To może Kia Ceed za 99 400 zł z mocniejszym i żwawszym silnikiem 1.0 T-GDI o mocy 100 KM? Wciąż odstaje parametrami od propozycji Dacii, ale przewyższa te Hyundaia. Auto jest oczywiście mniejsze od Bigstera. A co z wyposażeniem?
Niestety, poza podłokietnikiem Ceed nie oferuje niczego, co przewyższałoby wyposażenie Dacii. Nie ma też felg aluminiowych ani ekranu multimediów.
Ostatnią i naprawdę dobrą propozycją w segmencie C jest Renault Megane Grandcoupe. Co prawda sedan, więc nadwozie nieporównywalnie mniej praktyczne od Bigstera, ale wyposażenie jest nieco lepsze, a cena niewiele wyższa. Pod maską pracuje silnik TCe o tej samej mocy 140 KM, ale cztero-, a nie trzycylindrowy i o pojemności 1,3 litra.
Na liście wyposażenia jest kilka elementów, których nie ma bazowy Bigster. Są to m.in. nawigacja, dwustrefowa klimatyzacja, podłokietnik, automatyczny hamulec postojowy. Nie ma natomiast felg aluminiowych i diodowych świateł mijania (tylko do jazdy dziennej). To obecnie bodaj najlepiej wyceniony kompakt kosztujący ok. 100 tys. zł. Trzeba tylko przymknąć oko na nadwozie typu sedan, choć urody nie sposób mu odmówić.
Bigster albo co?
Podsumowując, lepszej oferty od Bigstera nie sposób znaleźć jeśli weźmiemy pod uwagę takie czynniki jak wielkość, praktyczność, wyposażenie, moc silnika i cenę. Dobrze na tle rumuńskiego SUV-a wypada Seat Ateca, ale ma jeszcze mniejszy i słabszy silnik, któremu już w dużo mniejszej Aronie czasami brakuje tchu.

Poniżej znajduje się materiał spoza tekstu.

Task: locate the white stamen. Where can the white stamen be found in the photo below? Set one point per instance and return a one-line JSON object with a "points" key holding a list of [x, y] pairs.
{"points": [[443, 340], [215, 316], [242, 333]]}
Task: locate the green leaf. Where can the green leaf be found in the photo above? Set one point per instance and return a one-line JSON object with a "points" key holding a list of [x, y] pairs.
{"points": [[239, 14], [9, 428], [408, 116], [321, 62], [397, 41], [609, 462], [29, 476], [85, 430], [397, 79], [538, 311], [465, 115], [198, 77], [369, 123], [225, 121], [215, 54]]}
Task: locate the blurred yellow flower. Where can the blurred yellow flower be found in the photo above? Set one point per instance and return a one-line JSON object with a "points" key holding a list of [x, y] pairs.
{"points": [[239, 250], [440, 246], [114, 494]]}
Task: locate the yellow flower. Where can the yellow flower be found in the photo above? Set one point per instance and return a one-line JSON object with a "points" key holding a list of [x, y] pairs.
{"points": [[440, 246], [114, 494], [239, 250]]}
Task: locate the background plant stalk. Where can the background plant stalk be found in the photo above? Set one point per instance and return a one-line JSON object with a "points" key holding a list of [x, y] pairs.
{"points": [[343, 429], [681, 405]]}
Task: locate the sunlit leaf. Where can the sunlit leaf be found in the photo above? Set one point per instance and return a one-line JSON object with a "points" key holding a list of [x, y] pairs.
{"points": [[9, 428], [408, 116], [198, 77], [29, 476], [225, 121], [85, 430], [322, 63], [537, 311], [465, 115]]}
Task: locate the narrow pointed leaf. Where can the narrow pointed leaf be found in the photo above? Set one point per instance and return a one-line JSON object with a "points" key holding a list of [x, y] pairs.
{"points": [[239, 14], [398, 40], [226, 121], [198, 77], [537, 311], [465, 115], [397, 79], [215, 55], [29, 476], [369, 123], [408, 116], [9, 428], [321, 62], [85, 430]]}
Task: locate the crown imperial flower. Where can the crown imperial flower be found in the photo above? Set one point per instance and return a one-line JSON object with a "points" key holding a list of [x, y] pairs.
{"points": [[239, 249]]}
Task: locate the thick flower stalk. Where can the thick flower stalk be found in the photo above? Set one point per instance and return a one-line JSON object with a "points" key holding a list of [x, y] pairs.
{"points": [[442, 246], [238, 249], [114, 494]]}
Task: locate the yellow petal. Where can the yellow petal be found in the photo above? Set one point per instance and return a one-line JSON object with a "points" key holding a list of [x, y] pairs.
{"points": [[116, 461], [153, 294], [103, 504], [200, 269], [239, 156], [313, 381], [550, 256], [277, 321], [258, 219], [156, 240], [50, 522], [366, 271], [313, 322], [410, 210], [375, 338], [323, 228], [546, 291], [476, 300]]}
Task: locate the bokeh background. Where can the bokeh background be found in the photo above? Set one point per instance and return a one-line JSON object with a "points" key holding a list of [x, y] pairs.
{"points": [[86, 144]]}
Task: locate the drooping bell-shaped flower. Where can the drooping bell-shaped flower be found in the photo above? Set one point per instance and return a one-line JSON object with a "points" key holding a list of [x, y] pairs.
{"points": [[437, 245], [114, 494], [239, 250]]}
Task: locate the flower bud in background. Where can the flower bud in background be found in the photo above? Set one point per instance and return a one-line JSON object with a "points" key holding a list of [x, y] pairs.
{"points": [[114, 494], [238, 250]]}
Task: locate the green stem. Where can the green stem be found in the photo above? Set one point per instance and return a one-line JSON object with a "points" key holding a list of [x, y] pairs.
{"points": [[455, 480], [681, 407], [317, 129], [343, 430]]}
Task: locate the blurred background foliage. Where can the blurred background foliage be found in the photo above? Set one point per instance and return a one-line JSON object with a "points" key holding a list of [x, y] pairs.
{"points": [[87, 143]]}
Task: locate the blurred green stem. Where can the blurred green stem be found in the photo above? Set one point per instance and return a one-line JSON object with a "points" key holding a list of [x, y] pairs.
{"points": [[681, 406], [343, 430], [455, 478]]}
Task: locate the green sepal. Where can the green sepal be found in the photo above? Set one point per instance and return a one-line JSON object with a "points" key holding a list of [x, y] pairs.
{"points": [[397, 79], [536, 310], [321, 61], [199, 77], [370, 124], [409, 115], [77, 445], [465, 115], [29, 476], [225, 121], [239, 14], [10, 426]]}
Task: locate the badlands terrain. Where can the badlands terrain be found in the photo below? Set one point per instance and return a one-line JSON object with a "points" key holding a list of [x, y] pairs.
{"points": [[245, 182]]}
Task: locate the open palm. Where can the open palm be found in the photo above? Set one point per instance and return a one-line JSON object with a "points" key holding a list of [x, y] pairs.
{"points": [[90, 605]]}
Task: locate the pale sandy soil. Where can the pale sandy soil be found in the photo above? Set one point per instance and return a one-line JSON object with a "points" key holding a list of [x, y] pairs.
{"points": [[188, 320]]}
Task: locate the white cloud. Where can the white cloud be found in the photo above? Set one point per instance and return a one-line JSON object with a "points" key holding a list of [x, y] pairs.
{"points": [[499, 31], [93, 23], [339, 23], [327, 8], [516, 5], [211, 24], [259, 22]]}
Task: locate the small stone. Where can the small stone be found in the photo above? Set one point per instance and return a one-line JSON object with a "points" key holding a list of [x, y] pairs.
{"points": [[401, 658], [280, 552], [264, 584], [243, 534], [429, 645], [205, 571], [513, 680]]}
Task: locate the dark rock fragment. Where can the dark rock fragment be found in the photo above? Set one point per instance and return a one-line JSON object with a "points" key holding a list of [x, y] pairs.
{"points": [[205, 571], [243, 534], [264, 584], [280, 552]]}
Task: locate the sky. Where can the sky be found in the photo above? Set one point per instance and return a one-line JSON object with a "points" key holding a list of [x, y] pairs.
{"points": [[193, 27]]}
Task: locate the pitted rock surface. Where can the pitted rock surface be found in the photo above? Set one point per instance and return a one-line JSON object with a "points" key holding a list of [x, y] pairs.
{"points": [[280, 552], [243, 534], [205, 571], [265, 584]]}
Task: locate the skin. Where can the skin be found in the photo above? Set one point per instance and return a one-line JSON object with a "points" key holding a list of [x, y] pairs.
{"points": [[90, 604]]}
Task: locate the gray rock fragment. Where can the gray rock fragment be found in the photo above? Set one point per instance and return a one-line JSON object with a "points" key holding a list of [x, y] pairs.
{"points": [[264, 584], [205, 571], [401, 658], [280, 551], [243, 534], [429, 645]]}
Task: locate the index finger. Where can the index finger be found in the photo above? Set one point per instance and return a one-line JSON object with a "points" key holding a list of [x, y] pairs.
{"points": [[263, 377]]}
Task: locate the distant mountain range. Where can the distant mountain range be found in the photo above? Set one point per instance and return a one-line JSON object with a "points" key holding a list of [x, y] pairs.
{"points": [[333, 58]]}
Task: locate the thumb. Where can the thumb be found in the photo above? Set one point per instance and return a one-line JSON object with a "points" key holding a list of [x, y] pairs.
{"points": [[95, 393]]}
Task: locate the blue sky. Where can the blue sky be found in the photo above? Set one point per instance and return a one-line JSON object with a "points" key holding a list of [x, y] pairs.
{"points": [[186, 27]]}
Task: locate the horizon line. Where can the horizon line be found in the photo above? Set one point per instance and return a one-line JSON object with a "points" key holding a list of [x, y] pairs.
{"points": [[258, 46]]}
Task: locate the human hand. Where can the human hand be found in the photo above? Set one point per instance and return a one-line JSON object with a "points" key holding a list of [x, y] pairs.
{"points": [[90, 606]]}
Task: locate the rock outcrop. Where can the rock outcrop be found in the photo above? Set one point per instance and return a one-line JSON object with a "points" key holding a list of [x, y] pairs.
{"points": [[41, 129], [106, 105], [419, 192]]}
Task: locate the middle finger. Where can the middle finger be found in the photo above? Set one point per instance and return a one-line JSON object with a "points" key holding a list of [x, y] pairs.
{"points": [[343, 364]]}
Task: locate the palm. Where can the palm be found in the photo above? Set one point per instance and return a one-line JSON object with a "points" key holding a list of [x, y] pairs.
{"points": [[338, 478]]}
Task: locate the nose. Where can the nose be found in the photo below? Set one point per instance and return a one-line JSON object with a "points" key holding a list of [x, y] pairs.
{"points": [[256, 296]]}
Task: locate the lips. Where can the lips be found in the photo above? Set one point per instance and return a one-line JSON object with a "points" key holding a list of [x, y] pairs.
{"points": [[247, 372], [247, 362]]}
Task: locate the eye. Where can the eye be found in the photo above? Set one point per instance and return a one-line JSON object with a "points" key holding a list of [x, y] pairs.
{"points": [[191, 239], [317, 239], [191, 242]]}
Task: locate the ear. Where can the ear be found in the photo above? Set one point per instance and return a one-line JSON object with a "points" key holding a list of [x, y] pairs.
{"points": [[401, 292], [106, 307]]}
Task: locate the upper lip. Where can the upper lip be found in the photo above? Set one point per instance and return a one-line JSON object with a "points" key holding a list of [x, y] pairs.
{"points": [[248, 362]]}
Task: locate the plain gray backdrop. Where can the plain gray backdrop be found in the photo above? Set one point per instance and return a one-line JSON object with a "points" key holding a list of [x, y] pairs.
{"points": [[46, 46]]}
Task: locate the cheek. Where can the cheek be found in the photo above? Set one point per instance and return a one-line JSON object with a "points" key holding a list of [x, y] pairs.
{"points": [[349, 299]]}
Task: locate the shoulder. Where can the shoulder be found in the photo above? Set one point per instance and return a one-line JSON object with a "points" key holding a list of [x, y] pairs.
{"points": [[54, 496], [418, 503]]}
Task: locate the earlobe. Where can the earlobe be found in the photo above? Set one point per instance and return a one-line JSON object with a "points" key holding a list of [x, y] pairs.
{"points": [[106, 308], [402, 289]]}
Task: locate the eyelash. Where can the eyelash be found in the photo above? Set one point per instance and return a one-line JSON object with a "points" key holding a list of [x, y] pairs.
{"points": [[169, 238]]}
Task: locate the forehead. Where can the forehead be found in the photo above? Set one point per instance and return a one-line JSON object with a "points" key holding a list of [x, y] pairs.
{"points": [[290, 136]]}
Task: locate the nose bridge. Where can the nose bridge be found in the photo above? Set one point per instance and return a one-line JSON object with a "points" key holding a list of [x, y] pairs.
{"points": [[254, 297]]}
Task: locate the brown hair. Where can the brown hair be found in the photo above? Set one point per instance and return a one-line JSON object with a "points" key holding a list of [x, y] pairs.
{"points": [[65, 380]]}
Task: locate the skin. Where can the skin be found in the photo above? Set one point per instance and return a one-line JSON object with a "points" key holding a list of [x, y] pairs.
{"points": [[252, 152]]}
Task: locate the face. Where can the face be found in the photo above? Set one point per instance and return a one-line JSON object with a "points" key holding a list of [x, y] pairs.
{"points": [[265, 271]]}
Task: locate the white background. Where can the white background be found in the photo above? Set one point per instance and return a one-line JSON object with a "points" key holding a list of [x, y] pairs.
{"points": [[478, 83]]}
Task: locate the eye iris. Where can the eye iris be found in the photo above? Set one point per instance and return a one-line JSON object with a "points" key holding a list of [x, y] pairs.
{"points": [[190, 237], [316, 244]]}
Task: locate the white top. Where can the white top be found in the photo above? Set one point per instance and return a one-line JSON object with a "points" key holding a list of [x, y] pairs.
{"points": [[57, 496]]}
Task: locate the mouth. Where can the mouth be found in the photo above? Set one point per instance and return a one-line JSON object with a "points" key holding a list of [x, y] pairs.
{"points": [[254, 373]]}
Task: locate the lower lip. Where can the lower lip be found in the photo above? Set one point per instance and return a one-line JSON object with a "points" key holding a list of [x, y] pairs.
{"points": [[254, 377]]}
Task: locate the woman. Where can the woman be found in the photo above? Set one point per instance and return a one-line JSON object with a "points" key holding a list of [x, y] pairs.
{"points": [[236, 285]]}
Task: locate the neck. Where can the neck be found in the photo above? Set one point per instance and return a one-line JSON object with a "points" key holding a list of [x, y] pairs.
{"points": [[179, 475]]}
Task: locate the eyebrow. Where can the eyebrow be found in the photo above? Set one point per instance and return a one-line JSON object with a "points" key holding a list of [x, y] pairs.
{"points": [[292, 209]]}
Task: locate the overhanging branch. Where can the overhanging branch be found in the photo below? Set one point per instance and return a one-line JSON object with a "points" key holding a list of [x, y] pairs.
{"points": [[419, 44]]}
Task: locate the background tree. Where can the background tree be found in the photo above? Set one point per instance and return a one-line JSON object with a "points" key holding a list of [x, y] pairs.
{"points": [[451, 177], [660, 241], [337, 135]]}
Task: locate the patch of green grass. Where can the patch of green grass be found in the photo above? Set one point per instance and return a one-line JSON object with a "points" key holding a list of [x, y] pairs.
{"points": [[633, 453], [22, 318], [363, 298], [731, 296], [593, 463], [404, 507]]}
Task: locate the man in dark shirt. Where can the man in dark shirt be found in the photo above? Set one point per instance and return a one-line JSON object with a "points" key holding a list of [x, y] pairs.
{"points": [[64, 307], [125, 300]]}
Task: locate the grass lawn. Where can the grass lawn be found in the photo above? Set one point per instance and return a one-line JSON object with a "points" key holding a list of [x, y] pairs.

Zdecydowanie lepszym źródłem napędu dysponuje świetnie wyceniony SsangYong Korando, choć tu z kolei trzeba się liczyć w wysokim zużyciem paliwa. Samo auto jest blisko rozmiarami i funkcjonalnością Bigstera, a cena i wyposażenie są w pełni porównywalne. Oba modele można zamówić z napędem na cztery koła lub automatem, ale na razie tylko SsangYonga kupicie z jednym i drugim.